Female figurines and inscribed prayers to a “divine couple” found in temples in Israel suggest that the “one God” of the Bible may not have been entirely alone.

Duh. Wie heeft ooit anders beweerd? Archeologen hebben op verschillende plaatsen aanwijzingen gevonden dat de bewoners van het land van Israël geen monotheïsten waren. Onder de goden die ze vereerden was JHWH, die tempels had in Jeruzalem en Samaria, maar er waren veel meer goden. Wie de historische delen van de Bijbel – Richteren, Samuël, Koningen – zelfs maar oppervlakkig heeft gelezen, weet dat vrome koningen voortdurend optraden tegen de culten op offerhoogten. Ook de vroegste profeten, zoals Hosea, spraken zich uit tegen deze erediensten.

Deze goden worden doorgaans aangeduid als de Baals, hoewel ook andere namen voorkomen. Het gaat om goden die heel gebruikelijk waren in de Levant. Eén daarvan is Asjera, die kon worden vereerd als de vrouwelijke tegenhanger van JHWH, misschien zijn echtgenote. Stomtoevallig heb ik net gisteren op mijn website een pagina aangemaakt met daarop een afbeelding van een Syrisch reliëf met een Asjera in de vorm van een boom. Ook dichter bij Jeruzalem werd Asjera vereerd: bij opgravingen in Kuntillet Ajrud is bijvoorbeeld een inscriptie gevonden met als opschrift “Ik heb u gezegend uit naam van JHWH van Samaria en zijn Asjera”. Het “divine couple” uit het citaat hierboven.

Er valt – om een gepaste beeldspraak te gebruiken – een boom op te zetten over de vraag wanneer het monotheïsme als norm zijn intrede deed in het Jodendom. Wie erg Bijbelvast is zal zeggen dat het met de aartsvaders was, anderen plaatsen het later.
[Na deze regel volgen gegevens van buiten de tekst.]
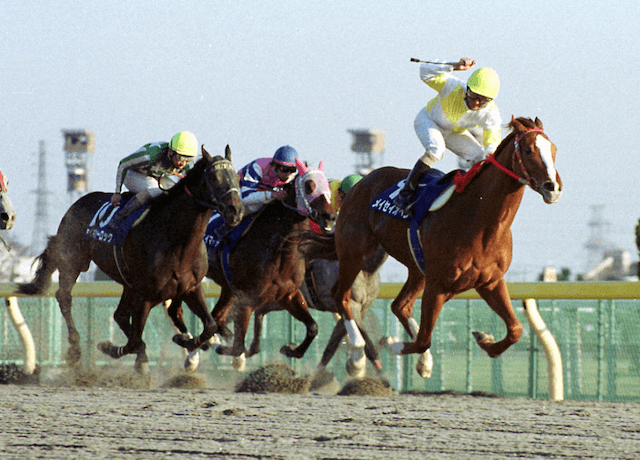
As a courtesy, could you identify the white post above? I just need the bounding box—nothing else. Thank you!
[5,297,36,375]
[523,299,564,401]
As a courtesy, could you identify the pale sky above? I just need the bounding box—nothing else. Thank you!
[0,0,640,281]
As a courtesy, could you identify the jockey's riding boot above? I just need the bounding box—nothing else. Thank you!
[393,160,431,212]
[109,195,145,232]
[216,222,233,241]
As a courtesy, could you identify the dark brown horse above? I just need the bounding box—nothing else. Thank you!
[231,250,387,376]
[304,118,562,374]
[167,161,335,358]
[19,146,244,372]
[0,171,16,230]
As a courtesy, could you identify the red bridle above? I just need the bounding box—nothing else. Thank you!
[453,128,543,192]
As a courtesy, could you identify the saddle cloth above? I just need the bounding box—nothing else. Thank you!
[369,168,458,222]
[369,169,458,273]
[84,199,148,246]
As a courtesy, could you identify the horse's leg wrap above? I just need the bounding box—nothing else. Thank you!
[98,342,128,359]
[393,160,431,209]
Maar beide zijn het erover eens dat deze norm noch in de IJzertijd noch in de tijd van het Verenigde Koninkrijk noch in Israël en Juda noch in de tijd daarna werd nageleefd.

Dat was in elk geval nog zo in de tweede eeuw v.Chr. De auteur van 2 Makkabeeën vertelt bijvoorbeeld dat toen enkele Joodse krijgers werden begraven, werd ontdekt dat zij amuletten hadden gedragen van buitenlandse goden. De schrijver van deze tekst is er zeker van dat dit de oorzaak was van hun dood en keurt dus af dat een Jood zich plaatste onder de bescherming van andere goden, maar de gesneuvelden zelf, die toch hun leven hadden geriskeerd voor de Joodse zaak, dachten daar duidelijk anders over.
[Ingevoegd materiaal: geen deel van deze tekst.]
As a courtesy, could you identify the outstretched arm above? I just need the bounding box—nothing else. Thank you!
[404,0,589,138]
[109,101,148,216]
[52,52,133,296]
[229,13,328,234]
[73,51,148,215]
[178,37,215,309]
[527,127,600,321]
Niemand, maar dan ook werkelijk niemand, betwijfelt dat de Joden, ongeacht een monotheïstische norm, in de praktijk niet zo monotheïstisch waren. Tel Kabri is maar één van de plaatsen die dit documenteren.
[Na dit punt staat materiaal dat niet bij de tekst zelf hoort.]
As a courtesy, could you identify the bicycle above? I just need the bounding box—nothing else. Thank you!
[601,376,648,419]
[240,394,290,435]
Niemand? Nee. Ik blogde eerder deze week al over de wijze waarop journalisten de antieke religie steeds framen: een ontdekking wordt voortdurend gepresenteerd als in strijd met de Bijbel. Zo ook dit keer. Dat is handig voor de journalisten, die zo eenvoudig tot een verhaal komen en dat is handig voor de opgravers, die zo van publiciteit zijn verzekerd. De wetenschap en het publiek zijn echter de dupe, zoals in dit geval, omdat er domweg geen sprake is van een tegenstelling tussen Bijbel en archeologie.

Dat voortdurende gebruik van een misleidend frame, door mensen die toch het uitdragen van de waarheid als doel hebben, dat is eigenlijk best deprimerend. Vooral omdat in een geval als dit slechts een zeer oppervlakkige kennis van de Bijbel noodzakelijk is om de zeepbel door te prikken en te constateren dat wetenschappers een loopje nemen met de feiten.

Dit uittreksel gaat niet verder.